Fix: Replaced with HTTP monitoring endpoint check:

# Before (kills the server!)
test: ["CMD", "nats-server", "--signal", "ldm"]

# After (proper healthcheck)
command: ["--jetstream", "-m", "8222"]
test: ["CMD", "sh", "-c", "wget ... http://localhost:8222/healthz"]


9. Docker & Build Improvements

  • All 13 Dockerfiles updated with COPY directives for internal modules (telemetry, httpclient, events, nats, ap2, certauth)
  • Makefile updated with aex-credentials-provider and aex-token-bank build targets
  • docker-compose.yml updated with:
  • Gateway: Redis, JWT, CertAuth, Work Publisher, Settlement, Bid Evaluator URLs
  • NATS: JetStream enabled with monitoring port (8222)
  • Token Bank service added (port 8092)
  • Service dependency ordering for healthy startup

10. ACA Code Review & Hardening

Problem: Code review revealed the ACA service had critical issues - the VerificationService (crypto verification, CRL generation) was fully implemented but never wired into the HTTP handlers. The API was serving unverified certificates.

Issues found and fixed:

Critical

  1. VerificationService was dead code - The verify, batch-verify, CRL, and can-perform endpoints used shallow cert.Status == "ACTIVE" checks instead of the real VerificationService which performs:
  2. ECDSA P-256 signature verification against CA public key
  3. Time-based expiry checks (not_before, not_after)
  4. Revocation status checks
  5. Certificate suspension checks

  6. Reputation formula duplicated - Weights (0.35/0.25/0.15/0.15/0.10) were copy-pasted in computeScore() and applyAntiGaming(). If one changed, the other wouldn't, creating silent score inconsistency. Extracted into single computeWeightedScore() function.

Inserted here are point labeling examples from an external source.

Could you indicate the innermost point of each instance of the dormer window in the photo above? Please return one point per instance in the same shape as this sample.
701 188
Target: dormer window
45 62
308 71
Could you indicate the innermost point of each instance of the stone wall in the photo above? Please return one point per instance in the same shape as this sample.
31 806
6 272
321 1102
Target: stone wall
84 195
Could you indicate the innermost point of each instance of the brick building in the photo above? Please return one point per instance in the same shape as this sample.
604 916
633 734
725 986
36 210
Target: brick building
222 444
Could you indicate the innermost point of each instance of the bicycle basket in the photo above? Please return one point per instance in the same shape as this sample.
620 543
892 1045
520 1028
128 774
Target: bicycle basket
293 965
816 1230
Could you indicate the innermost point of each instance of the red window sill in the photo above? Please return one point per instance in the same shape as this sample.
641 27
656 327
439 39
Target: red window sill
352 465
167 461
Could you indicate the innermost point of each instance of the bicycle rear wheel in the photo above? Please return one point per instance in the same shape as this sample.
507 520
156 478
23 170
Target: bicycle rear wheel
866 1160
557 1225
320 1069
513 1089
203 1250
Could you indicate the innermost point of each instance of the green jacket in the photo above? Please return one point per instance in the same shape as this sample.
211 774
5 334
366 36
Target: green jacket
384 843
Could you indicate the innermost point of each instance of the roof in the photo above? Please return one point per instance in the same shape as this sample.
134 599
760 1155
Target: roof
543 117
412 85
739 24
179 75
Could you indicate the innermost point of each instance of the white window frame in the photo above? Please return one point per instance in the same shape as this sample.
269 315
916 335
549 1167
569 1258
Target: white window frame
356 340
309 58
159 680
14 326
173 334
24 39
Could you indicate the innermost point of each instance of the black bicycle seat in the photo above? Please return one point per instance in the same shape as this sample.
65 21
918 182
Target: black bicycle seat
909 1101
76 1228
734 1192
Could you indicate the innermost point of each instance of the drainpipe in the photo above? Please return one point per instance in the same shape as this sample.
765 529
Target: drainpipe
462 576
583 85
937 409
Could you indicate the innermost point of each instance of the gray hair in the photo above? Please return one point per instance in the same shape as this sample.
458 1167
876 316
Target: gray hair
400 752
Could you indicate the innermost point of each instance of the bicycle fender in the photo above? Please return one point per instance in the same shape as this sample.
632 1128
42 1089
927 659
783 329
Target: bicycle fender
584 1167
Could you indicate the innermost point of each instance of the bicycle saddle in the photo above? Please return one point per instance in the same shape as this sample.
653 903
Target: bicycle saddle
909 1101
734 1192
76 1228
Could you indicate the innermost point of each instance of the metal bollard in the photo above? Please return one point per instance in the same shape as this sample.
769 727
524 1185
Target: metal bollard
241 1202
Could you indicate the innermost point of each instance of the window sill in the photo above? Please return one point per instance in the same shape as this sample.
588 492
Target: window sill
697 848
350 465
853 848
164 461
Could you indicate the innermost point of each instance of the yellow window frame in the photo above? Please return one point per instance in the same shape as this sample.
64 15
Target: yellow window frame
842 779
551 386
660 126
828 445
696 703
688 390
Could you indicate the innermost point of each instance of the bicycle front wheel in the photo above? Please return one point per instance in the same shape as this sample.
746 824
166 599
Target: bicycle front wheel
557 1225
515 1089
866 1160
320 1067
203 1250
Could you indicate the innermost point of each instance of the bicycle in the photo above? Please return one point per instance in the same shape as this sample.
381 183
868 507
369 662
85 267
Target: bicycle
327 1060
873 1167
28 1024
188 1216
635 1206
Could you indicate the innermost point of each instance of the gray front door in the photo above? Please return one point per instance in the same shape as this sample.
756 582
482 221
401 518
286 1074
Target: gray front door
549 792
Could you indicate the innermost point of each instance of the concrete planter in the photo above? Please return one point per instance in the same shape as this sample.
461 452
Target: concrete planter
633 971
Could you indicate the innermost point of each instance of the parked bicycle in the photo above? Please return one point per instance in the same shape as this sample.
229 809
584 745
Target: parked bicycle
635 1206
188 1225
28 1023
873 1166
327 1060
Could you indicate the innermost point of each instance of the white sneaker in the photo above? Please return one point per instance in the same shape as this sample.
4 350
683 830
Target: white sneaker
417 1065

  7. MongoDB URI logged with credentials - slog.Info("using mongodb store", "uri", cfg.MongoURI) was exposing mongodb://user:password@host in production logs.

High

  1. Fragile error detection - 7 handlers used strings.Contains(err.Error(), "not found") to detect missing resources. Replaced with sentinel store.ErrNotFound and errors.Is() checks.

  2. Dead client code - IdentityClient and ProviderRegistryClient were never instantiated. Removed along with 3 unused config fields.

  3. Case-sensitivity inconsistency - CanPerform handler used strings.EqualFold (case-insensitive) while all other code used == (case-sensitive). Now delegates to VerificationService.CanPerform for consistency.

  4. Weak certificate IDs - 8 bytes (64 bits) of randomness. Birthday paradox collision at ~4B IDs. Increased to 16 bytes (128 bits).

Medium

  1. Dockerfile COPY bug - COPY --from=builder /build/aex-certauth . copied the entire source directory into the runtime image. Fixed to COPY --from=builder /build/aex-certauth/aex-certauth . (binary only).

  2. os.Exit(1) inside goroutine - Bypassed all defer cleanups (MongoDB disconnect, NATS close, tracer shutdown). Replaced with error channel for proper shutdown.

  3. mvpScore always 0.5 - Bid evaluator assigned mvpScore = 0.5 whether MVP sample was present or not. Fixed: 0.5 (no sample) vs 0.8 (sample provided).

  4. No request body size limits - POST endpoints accepted unlimited payloads. Added io.LimitReader(r.Body, 1<<20) (1MB) to all POST handlers.

  5. Wasted randomness in eval IDs - generateEvalID allocated 16 random bytes but only used 8. Fixed to use all 16.

Files changed: 12 files, +117/-243 lines (net reduction - removed dead code)


11. Kubernetes Deployment

Full K8s manifests created for production deployment:

  • Services: 11 AEX services + MongoDB + NATS + Redis
  • Agents: 7 demo agents (3 code reviewers, 3 payment providers, 1 orchestrator)
  • Overlays: dev (1 replica), staging (2 replicas), production (HPA 2-10 replicas)
  • Production features: Pod Disruption Budgets, Network Policies, Horizontal Pod Autoscaling
  • Kustomize: Base + overlay pattern for environment-specific configuration

Test Results Summary

Test Suite Tests Status
E2E (full workflow) 44/44 PASS
NATS event propagation 18/18 PASS
Circuit breaker fast-fail 10/10 PASS
Rate limiter (Redis) 10/10 PASS
Total 82/82 ALL PASS